Os devires na literatura: Kafka e a máquina de guerra literária
Kafka mostra, através da literatura, aquilo que Deleuze/Guattari dizem
quanto à segmentação, o fato de sermos “segmentados por todos os lados e em
todas as direções”.
O isolamento e a culpa de seus personagens dizem o tempo todo: “O homem
é um animal segmentado.”[1]
Mostra que a autoridade tomada como padrão subjuga qualquer discurso, condena
todos à clandestinidade, esmaga qualquer produção de enunciado. Mostra, com
isso, que é a autoridade é que faz ser como. Por outro lado, sua obra afronta o
poder quando o expõe em seu funcionamento.
Em O processo, Joseph K se vê
apelando a uma autoridade suprema de onde produz o próprio discurso de defesa e
que não permite recurso algum. Algo semelhante ocorre quanto à autoridade do
pai, que, sendo ele mesmo o que autoriza a fala, controla os fluxos e os
recursos de apelação dentro da família. É o pai que dá o nome, a fala e, consequentemente,
o fálus. É a autoridade do pai que subjuga e distribui os papéis da
defesa e da apelação. O pai dá o veredicto. “Em lugar do nome da história, o
nome do pai: aquele que é a lei, a primeira experiência de justiça, aquele que,
ao dizer não, interrompe qualquer fluxo, barra qualquer fuga, dá estabilidade.”[2]
É da autoridade do pai que vem o significado da vida do filho. Para
Deleuze, o pai deveria ter a função de entrada no mundo; apenas a entrada como
meio para que o filho atinja seus próprios fins. Mas o Estado confere ao pai
uma autoridade e funções que não são suas. Kafka demonstra o abalo dessa
realidade quando amplia a autoridade paterna à dimensão do mapa-múndi. A história em seu fluxo louco desterritorializa esse
lugar privilegiado de identidade fixa que era o nome do pai.
A paranoia da sociedade burguesa, antes no anonimato, agora
capitalista, faz esses nomes se perderem como polo referencial das identidades
masculinas. Ao ampliar a figura do pai na proporção-mundo, Kafka prenuncia que
outras instâncias passam a ter importância central na produção e na distribuição
de sentido e modelos para a produção de subjetividade masculina. Conforme
Roudinesco, a antiga família se encontra em desordem.[3]

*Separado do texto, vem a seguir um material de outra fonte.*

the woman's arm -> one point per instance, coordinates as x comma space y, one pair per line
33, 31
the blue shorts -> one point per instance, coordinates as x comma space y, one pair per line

O Estado, a empresa, a instituição pública e os aparelhos de mídia passaram a
assumir esse papel central, desde que a economia política e as leis de mercado
submeteram e subverteram a família, ou seja, a família vive um processo de
desfamiliarização. O pai ficou pequeno e não percebeu. A autoridade do pai sai
do espaço familiar/privado e se pulveriza nos espaços públicos.